Zack no se había dado cuenta de que la joven había subido las escaleras. Volvió la cabeza y recibió el impacto de sus penetrantes ojos azules, situados a apenas treinta centímetros de distancia. Incluso en la penumbra, constituían una intensa fuente de luz. Tenía la piel dorada y los generosos labios pintados con brillo de color canela. Era la clase de mujer capaz de enamorar a un donjuán... por decirlo de alguna manera.

–No podemos salir –confirmó Zack con voz ronca, intentando no fijarse en aquellos labios llenos–. Al menos, hasta que vengan a buscarnos.

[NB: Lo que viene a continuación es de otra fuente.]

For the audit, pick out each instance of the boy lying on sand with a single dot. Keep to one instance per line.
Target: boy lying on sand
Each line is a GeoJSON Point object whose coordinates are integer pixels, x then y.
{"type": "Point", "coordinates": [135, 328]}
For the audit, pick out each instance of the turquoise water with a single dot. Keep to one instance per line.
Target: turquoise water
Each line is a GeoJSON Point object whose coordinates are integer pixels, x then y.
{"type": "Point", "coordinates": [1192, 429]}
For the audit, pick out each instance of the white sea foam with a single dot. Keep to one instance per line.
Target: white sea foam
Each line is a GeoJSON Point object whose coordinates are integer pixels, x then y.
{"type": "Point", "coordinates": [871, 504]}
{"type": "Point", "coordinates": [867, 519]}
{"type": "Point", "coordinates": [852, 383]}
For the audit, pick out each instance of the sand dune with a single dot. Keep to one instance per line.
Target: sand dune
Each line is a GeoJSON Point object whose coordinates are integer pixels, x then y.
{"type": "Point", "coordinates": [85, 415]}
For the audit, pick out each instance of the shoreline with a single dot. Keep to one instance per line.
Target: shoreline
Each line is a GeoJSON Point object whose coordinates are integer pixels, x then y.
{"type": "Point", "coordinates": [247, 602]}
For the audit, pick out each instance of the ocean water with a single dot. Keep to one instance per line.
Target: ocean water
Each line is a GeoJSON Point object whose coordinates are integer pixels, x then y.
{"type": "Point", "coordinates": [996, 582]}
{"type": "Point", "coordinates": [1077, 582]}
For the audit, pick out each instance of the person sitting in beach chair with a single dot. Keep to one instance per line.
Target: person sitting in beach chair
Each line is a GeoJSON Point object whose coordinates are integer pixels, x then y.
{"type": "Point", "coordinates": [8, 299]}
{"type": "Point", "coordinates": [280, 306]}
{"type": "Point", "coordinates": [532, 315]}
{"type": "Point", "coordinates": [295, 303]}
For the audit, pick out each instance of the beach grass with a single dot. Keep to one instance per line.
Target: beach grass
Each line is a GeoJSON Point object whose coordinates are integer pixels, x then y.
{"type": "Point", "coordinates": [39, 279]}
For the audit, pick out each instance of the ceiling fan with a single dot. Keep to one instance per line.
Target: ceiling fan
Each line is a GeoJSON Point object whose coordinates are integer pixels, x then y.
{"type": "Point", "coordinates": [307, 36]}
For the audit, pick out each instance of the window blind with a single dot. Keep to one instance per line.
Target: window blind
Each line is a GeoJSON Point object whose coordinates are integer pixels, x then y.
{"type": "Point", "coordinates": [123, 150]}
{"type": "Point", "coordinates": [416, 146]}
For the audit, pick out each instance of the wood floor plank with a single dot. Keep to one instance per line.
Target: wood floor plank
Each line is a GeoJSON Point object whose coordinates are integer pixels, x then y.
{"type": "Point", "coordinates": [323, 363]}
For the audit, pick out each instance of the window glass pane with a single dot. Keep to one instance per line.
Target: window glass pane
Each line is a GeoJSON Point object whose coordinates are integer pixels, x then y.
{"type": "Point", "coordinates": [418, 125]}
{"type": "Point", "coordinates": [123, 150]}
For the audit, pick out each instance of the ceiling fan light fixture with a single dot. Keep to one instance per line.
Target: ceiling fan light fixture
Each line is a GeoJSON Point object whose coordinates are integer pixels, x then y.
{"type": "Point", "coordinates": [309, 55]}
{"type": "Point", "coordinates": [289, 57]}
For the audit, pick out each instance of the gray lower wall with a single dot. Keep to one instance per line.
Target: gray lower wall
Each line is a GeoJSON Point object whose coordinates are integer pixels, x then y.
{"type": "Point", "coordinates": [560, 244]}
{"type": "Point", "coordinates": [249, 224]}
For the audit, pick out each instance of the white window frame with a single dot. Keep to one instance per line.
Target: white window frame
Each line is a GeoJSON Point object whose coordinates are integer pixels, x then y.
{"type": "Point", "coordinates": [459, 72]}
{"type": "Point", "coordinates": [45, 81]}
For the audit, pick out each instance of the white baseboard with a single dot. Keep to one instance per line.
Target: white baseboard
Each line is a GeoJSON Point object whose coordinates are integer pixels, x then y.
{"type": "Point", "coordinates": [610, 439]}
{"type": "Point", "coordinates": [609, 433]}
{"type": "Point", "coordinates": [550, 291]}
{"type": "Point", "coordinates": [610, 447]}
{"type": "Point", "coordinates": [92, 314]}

–¿Lo dices en serio? ¿Estamos atrapados? –inquirió en tono más agudo.

–Sé positiva –la animó Zack–. No estamos atrapados, sino muy, muy a salvo.

–¡Soy claustrofóbica! –chilló, perdiendo la calma. Lo apartó y zarandeó la barra con las dos manos–. Es superior a mí, en serio. Tengo que saber que puedo salir de los sitios en los que entro. Si me siento atrapada, a veces... a veces, me entra el pánico y...

–¿Y qué? –preguntó Zack con recelo, mientras contemplaba sus pupilas dilatadas–. Vaya, no tienes buen aspecto. ¿Qué es lo que haces a veces?

–Esto –murmuró con voz débil. Y por segunda vez en menos de diez minutos, cayó desplomada en los brazos de Zack.